# Lab | Hypothesis Testing

**Objective**

Welcome to the Hypothesis Testing Lab, where we embark on an enlightening journey through the realm of statistical decision-making! In this laboratory, we delve into various scenarios, applying the powerful tools of hypothesis testing to scrutinize and interpret data.

From testing the mean of a single sample (One Sample T-Test), to investigating differences between independent groups (Two Sample T-Test), and exploring relationships within dependent samples (Paired Sample T-Test), our exploration knows no bounds. Furthermore, we'll venture into the realm of Analysis of Variance (ANOVA), unraveling the complexities of comparing means across multiple groups.

So, grab your statistical tools, prepare your hypotheses, and let's embark on this fascinating journey of exploration and discovery in the world of hypothesis testing!

**Challenge 1**

In this challenge, we will be working with pokemon data. The data can be found here:

- https://raw.githubusercontent.com/data-bootcamp-v4/data/main/pokemon.csv

In [1]:
#libraries
import pandas as pd
import scipy.stats as st
import numpy as np

In [2]:
df = pd.read_csv("https://raw.githubusercontent.com/data-bootcamp-v4/data/main/pokemon.csv")
df

Unnamed: 0,Name,Type 1,Type 2,HP,Attack,Defense,Sp. Atk,Sp. Def,Speed,Generation,Legendary
0,Bulbasaur,Grass,Poison,45,49,49,65,65,45,1,False
1,Ivysaur,Grass,Poison,60,62,63,80,80,60,1,False
2,Venusaur,Grass,Poison,80,82,83,100,100,80,1,False
3,Mega Venusaur,Grass,Poison,80,100,123,122,120,80,1,False
4,Charmander,Fire,,39,52,43,60,50,65,1,False
...,...,...,...,...,...,...,...,...,...,...,...
795,Diancie,Rock,Fairy,50,100,150,100,150,50,6,True
796,Mega Diancie,Rock,Fairy,50,160,110,160,110,110,6,True
797,Hoopa Confined,Psychic,Ghost,80,110,60,150,130,70,6,True
798,Hoopa Unbound,Psychic,Dark,80,160,60,170,130,80,6,True


- We posit that Pokemons of type Dragon have, on average, more HP stats than Grass. Choose the propper test and, with 5% significance, comment your findings.

In [3]:
#H0: avg dragon HP <= avg grass HP
#H1: avg dragon HP > avg grass HP

In [4]:
#code here
#I need to use One tailed t-test

alpha = 0.05

grass_hp = df[df["Type 1"] == "Grass"]["HP"]
dragon_hp = df[df["Type 1"] == "Dragon"]["HP"]

t_stat, p_value = st.ttest_ind(dragon_hp, grass_hp, alternative = "greater")

print(f"alpha: {alpha}, p_value: {p_value}")

if p_value < alpha:
    print("We can reject the hypothesis with a 95% degree of confidence. THe average HP for dragon pokemons is greater than grass pokemons")
else:
    print("We don't have enough data to be able to reject the null hypothesis.")

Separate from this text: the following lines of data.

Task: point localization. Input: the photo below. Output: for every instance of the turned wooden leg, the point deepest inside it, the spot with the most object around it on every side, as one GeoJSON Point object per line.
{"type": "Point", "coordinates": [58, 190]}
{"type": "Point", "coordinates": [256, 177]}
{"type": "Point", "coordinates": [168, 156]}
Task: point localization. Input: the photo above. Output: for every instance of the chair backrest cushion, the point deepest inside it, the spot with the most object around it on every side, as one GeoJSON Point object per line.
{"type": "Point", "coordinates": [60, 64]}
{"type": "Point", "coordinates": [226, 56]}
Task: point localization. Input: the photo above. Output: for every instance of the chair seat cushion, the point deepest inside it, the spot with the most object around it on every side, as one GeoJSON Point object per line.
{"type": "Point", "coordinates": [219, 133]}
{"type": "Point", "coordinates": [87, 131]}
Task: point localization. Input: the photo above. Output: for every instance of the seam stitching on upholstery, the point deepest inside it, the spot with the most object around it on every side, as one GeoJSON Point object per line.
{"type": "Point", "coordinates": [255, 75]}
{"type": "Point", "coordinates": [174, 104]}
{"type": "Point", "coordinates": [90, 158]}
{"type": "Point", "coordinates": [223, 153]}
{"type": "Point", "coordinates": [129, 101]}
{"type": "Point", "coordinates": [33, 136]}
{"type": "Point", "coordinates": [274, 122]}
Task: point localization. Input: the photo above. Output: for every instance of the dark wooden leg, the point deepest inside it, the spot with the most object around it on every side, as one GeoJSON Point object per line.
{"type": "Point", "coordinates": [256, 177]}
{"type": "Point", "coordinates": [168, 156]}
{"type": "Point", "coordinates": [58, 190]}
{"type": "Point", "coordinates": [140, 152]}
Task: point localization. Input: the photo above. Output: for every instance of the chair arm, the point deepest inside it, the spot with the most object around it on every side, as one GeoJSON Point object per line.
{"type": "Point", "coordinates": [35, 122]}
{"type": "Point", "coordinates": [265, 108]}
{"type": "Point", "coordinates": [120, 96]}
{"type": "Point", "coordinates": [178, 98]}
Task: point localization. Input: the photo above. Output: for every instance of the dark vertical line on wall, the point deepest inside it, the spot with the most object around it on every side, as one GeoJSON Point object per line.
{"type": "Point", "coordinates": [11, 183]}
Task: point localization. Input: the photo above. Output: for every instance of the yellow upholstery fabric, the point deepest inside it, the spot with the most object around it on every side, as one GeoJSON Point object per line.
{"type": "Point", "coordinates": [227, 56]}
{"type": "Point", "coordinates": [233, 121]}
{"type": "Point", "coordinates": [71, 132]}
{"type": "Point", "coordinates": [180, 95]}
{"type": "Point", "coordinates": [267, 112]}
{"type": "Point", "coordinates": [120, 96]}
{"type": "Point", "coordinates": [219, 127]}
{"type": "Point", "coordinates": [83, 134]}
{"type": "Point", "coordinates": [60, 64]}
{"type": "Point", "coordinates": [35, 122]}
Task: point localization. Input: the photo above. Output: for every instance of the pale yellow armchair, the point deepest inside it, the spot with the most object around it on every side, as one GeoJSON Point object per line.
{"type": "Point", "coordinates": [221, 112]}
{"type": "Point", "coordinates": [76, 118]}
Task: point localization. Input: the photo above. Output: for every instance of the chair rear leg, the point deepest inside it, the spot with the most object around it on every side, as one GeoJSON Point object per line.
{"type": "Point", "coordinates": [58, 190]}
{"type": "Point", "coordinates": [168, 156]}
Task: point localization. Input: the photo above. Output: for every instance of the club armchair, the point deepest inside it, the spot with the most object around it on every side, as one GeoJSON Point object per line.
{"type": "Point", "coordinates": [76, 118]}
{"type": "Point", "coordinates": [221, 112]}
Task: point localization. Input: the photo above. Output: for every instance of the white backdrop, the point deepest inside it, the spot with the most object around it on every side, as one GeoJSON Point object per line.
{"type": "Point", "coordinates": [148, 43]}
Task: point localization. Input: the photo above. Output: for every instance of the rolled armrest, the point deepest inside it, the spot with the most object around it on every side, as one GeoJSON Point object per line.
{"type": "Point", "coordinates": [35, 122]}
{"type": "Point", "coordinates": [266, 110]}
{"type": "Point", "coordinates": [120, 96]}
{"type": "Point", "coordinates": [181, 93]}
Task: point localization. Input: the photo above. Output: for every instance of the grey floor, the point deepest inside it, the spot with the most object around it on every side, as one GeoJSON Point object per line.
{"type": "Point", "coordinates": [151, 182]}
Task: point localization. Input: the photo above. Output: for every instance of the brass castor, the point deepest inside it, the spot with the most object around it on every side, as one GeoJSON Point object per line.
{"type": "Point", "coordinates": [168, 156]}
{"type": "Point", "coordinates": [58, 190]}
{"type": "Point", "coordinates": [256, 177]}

alpha: 0.05, p_value: 0.0002567969150153481
We can reject the hypothesis with a 95% degree of confidence. THe average HP for dragon pokemons is greater than grass pokemons


In [5]:
grass_hp.mean()

67.27142857142857

In [6]:
dragon_hp.mean()

83.3125

- We posit that Legendary Pokemons have different stats (HP, Attack, Defense, Sp.Atk, Sp.Def, Speed) when comparing with Non-Legendary. Choose the propper test and, with 5% significance, comment your findings.


In [7]:
#H0: legendary stats = non-legendary stats
#H1: legendary stats != non-legendary stats

In [8]:
df.head(0)

Unnamed: 0,Name,Type 1,Type 2,HP,Attack,Defense,Sp. Atk,Sp. Def,Speed,Generation,Legendary


In [9]:
#code here
#Two_sample-t-Test
#WE're going to compare lengendary and non-legendary stas one by one to test if the are equal.

alpha = 0.05

stats = ["HP", "Attack", "Defense", "Sp. Atk", "Sp. Def", "Speed"]

legendary = df[df["Legendary"] == True]

not_legendary = df[df["Legendary"] == False]

for stat in stats:
    t_stat, p_value = st.ttest_ind(legendary[stat], not_legendary[stat])
    print(f"For {stat}, t_stat: {t_stat}, p_value: {p_value}")
    
    if p_value < alpha:
        print(f"We reject the null hypothesis. We can say, with 95% degree of confidence that there is a significant difference between legendary and non legeendary in {stat}")
    else:
        print(f"We don't have enough data to reject the null hypothesis for {stat}")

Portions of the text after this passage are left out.